HEAL (Sağlık ve Çevre Birliği), Halk Sağlığı Uzmanları Derneği (HASUDER), ve Kocaeli Üniversitesi Halk Sağlığı Anabilim Dalı ortaklığıyla üç yıl süreli bir Avrupa Birliği projesi olarak hayat geçirilen Çevre, İklim ve Sağlık için İş birliği Projesi (ÇİSİP) tamamlandı. 2020 Nisan ayında başlatılan proje ile Türkiye’de çevre sağlığı alanındaki kapasitenin geliştirilmesi hedeflendi. Proje kapsamında 200’den fazla çevre ve sağlık uzmanına ulaşılarak yapılan eğitim ve etkinliklerle hava kirliliğinin sağlık etkilerinin sayısallaştırılması ve Sağlık Etki Değerlendirmesi gibi konularda metodolojik eğitimler verildi.
Projenin çıktıları Ankara’da düzenlenen, ilgili bakanlıkların temsilcilerinin yanı sıra çevre ve sağlık uzmanlarının bir araya geldiği kapanış toplantısıyla sunuldu. Kapanış toplantısının ardından “2023 Depremi ve Sonrasında İklime ve Olağandışı Durumlara Dirençli Sağlık Sistemi” başlıklı bir bildiri yayımlandı. Bildiride 2023 depremi sonrasında sağlık sistemimizin karşılaştığı zorluklara ve iklim değişikliğinin yarattığı tehditlere dikkat çekilerek, Türkiye’de doğal afetlere ve iklim değişikliğine dirençli bir sağlık sistemi oluşturulmasının gerekliliği vurgulandı.

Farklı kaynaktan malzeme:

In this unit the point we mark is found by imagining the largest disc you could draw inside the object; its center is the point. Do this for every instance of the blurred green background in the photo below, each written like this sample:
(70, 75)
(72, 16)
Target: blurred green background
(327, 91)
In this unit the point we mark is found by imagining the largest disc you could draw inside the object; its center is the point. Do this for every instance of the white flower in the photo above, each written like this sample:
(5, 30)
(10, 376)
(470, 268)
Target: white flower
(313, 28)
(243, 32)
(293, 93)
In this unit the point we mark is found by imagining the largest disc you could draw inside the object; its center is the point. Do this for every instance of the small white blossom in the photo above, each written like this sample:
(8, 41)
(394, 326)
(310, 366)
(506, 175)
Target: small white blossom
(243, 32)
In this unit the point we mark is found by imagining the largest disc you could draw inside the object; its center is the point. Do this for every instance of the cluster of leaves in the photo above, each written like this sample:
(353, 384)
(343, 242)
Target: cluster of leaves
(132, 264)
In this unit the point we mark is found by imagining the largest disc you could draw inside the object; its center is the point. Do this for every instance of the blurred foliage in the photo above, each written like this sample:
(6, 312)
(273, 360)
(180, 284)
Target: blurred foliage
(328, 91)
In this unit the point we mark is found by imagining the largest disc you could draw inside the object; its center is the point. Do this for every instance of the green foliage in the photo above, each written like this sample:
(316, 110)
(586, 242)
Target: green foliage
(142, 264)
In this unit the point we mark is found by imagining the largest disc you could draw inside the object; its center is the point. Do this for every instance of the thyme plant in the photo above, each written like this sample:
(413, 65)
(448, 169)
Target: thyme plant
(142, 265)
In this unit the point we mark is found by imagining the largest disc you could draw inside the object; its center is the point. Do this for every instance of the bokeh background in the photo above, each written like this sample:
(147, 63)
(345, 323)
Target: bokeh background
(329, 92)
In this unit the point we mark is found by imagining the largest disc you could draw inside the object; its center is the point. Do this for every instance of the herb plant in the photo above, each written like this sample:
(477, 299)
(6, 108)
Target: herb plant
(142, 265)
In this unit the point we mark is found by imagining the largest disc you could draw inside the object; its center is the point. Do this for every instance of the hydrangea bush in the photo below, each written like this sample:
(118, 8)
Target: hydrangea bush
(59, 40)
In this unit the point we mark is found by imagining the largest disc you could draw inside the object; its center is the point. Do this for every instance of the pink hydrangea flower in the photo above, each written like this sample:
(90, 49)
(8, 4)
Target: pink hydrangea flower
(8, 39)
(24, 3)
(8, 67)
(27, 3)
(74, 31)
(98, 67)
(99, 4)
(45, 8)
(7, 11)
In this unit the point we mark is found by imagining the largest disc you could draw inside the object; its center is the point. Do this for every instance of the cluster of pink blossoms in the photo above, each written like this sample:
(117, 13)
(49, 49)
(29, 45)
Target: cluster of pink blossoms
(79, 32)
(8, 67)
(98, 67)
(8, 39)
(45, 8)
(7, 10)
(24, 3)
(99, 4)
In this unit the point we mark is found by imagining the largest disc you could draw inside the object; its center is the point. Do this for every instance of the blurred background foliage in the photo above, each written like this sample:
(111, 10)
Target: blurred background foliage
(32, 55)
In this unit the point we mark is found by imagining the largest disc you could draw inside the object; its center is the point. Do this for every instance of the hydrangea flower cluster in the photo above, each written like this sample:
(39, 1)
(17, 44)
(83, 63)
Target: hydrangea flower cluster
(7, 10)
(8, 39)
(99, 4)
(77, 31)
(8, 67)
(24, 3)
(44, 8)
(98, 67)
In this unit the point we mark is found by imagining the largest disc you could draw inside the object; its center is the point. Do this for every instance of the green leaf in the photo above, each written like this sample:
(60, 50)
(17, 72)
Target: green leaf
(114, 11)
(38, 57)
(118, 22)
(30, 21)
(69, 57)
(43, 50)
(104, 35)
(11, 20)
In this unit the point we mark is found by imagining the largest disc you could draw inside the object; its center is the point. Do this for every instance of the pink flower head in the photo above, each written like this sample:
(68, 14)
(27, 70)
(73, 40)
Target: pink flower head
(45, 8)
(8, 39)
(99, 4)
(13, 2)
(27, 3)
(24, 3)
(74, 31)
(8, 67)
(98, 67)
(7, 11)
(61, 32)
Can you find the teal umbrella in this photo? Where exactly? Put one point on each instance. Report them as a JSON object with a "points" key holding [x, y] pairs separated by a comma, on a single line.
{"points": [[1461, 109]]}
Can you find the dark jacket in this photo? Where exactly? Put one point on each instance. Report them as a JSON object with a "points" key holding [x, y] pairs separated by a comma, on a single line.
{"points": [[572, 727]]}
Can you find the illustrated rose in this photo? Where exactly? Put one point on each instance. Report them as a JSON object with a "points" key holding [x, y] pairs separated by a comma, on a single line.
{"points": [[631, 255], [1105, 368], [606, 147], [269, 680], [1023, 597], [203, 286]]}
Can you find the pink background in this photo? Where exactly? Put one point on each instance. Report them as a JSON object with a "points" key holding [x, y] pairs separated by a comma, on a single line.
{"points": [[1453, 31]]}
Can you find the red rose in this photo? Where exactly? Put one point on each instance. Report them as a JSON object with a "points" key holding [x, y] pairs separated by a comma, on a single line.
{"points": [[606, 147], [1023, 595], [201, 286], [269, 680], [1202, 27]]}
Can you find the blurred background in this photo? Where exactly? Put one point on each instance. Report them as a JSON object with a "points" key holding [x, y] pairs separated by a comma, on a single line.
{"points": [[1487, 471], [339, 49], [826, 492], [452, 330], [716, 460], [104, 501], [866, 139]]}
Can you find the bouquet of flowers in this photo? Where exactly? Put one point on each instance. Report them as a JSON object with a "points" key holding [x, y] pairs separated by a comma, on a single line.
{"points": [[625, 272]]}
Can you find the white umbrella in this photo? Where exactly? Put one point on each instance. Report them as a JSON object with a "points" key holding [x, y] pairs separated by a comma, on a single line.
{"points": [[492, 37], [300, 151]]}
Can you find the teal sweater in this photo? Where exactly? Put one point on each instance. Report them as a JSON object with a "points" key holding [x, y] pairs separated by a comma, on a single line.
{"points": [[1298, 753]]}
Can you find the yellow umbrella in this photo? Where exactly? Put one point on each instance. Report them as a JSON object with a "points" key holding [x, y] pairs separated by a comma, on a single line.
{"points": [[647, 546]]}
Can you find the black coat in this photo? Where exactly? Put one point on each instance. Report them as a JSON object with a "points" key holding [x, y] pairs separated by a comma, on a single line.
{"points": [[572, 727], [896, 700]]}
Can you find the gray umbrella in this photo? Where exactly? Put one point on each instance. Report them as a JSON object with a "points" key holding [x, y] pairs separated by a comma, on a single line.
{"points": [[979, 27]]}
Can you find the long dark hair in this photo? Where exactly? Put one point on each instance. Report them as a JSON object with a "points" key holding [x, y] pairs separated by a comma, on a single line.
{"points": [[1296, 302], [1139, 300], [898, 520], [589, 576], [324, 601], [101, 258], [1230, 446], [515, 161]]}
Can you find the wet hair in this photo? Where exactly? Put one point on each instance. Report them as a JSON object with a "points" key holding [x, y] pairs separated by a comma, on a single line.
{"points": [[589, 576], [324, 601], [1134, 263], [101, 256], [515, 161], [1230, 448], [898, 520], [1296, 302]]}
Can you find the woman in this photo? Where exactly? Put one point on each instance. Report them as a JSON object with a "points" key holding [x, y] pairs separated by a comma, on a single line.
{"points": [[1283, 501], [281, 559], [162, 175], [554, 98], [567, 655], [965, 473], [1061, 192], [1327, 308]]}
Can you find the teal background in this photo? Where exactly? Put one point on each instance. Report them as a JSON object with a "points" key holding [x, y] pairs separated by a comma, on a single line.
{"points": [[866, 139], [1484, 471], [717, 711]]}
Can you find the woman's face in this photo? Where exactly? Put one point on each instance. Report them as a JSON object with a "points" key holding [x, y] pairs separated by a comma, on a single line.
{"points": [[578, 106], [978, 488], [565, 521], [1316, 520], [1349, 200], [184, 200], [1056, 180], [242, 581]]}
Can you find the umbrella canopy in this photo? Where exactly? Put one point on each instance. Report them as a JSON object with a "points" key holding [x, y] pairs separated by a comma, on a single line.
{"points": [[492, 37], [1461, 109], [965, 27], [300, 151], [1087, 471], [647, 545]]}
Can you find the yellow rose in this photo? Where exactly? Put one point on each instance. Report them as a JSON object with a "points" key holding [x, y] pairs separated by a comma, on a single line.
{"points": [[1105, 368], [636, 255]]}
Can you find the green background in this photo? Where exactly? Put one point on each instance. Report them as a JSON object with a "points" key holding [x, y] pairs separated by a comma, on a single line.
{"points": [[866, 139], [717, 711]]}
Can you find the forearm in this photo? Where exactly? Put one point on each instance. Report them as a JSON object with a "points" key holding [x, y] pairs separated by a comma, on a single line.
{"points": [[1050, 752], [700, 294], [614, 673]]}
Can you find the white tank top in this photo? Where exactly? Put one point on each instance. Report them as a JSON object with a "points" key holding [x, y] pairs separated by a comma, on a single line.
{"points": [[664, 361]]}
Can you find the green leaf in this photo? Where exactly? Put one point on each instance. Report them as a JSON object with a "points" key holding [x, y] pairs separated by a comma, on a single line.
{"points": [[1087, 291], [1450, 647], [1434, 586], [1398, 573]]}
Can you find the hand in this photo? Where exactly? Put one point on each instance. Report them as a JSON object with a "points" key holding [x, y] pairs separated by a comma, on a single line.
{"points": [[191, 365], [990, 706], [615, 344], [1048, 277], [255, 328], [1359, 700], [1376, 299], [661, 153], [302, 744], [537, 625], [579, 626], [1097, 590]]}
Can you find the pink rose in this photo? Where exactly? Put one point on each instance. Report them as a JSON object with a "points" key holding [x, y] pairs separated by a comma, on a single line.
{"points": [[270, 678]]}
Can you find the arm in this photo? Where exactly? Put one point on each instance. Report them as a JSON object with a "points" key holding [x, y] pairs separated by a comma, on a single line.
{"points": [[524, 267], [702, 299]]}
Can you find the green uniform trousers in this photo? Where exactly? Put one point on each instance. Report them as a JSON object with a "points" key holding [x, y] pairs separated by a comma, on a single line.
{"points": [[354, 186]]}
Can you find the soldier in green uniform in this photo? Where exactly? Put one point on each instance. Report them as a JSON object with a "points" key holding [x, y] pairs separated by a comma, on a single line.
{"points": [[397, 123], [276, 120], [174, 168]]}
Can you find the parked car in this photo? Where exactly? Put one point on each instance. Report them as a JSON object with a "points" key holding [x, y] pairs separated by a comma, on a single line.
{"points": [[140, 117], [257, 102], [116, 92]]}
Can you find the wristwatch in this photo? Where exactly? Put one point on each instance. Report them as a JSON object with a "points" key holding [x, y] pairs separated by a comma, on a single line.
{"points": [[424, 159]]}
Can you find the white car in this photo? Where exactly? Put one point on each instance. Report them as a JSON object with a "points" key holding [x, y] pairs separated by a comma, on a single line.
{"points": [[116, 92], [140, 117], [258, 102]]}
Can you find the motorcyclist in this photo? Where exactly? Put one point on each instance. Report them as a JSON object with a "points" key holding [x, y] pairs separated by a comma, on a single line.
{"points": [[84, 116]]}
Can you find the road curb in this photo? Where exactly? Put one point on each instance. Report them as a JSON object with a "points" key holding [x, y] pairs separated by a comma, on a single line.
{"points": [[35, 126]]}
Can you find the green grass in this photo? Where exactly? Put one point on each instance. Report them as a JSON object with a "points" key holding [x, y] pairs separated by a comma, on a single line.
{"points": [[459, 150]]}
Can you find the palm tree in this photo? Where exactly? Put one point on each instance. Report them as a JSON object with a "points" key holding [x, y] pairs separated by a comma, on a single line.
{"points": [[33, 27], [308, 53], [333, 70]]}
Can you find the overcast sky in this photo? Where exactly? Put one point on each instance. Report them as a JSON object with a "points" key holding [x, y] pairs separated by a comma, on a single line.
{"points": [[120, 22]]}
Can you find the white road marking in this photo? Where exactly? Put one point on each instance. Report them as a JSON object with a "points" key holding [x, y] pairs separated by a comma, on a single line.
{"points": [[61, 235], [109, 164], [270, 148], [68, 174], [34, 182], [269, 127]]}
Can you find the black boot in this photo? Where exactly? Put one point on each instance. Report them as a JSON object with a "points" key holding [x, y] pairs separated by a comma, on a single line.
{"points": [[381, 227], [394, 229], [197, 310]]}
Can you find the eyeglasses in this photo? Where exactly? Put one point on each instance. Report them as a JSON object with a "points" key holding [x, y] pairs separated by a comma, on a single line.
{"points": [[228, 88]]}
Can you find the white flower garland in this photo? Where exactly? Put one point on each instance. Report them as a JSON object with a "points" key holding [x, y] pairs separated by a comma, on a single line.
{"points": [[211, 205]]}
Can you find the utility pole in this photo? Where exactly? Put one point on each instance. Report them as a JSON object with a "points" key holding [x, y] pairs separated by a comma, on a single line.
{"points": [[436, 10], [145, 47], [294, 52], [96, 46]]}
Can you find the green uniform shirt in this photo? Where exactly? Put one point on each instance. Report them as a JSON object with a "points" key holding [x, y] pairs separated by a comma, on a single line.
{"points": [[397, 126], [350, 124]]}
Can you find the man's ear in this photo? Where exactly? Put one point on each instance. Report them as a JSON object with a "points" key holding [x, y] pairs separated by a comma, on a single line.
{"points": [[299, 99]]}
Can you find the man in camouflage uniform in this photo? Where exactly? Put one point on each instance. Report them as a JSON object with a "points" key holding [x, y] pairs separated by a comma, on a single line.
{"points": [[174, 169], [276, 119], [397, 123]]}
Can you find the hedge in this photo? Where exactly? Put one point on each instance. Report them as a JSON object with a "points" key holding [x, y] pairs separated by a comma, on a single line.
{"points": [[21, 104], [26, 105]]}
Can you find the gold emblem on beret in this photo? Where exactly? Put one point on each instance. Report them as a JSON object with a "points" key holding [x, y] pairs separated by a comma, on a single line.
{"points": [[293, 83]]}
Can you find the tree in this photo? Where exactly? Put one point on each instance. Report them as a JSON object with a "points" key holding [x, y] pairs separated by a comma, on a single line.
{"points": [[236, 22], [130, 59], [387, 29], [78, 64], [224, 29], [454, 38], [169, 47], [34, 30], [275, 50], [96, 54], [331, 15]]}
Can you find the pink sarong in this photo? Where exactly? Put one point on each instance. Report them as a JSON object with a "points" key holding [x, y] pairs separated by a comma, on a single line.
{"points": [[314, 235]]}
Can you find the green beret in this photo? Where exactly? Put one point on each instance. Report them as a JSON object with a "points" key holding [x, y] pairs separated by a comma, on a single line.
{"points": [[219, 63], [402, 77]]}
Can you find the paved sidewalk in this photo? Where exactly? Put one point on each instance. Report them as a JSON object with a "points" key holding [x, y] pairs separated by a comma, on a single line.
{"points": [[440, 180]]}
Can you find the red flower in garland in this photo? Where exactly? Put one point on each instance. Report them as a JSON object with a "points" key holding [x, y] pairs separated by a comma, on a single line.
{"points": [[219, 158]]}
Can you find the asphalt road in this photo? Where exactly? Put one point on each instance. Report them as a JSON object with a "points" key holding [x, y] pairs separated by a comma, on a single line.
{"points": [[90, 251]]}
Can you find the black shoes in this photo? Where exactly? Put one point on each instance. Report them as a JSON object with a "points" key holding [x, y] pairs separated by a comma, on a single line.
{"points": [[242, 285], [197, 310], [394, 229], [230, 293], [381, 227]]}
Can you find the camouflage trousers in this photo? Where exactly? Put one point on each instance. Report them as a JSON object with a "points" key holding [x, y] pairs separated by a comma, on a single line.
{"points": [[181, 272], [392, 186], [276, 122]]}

Bildiriye göre, iklim değişikliği insanlığın karşı karşıya kaldığı en büyük sağlık tehdidi. Hükümetlerarası İklim Değişikliği Paneli (IPCC)’ne göre iklim değişikliğine bağlı ortaya çıkacak milyonlarca ölümü engellemek için ortalama sıcaklık artışının en fazla 1.5 derece ile sınırlandırılması gerekiyor.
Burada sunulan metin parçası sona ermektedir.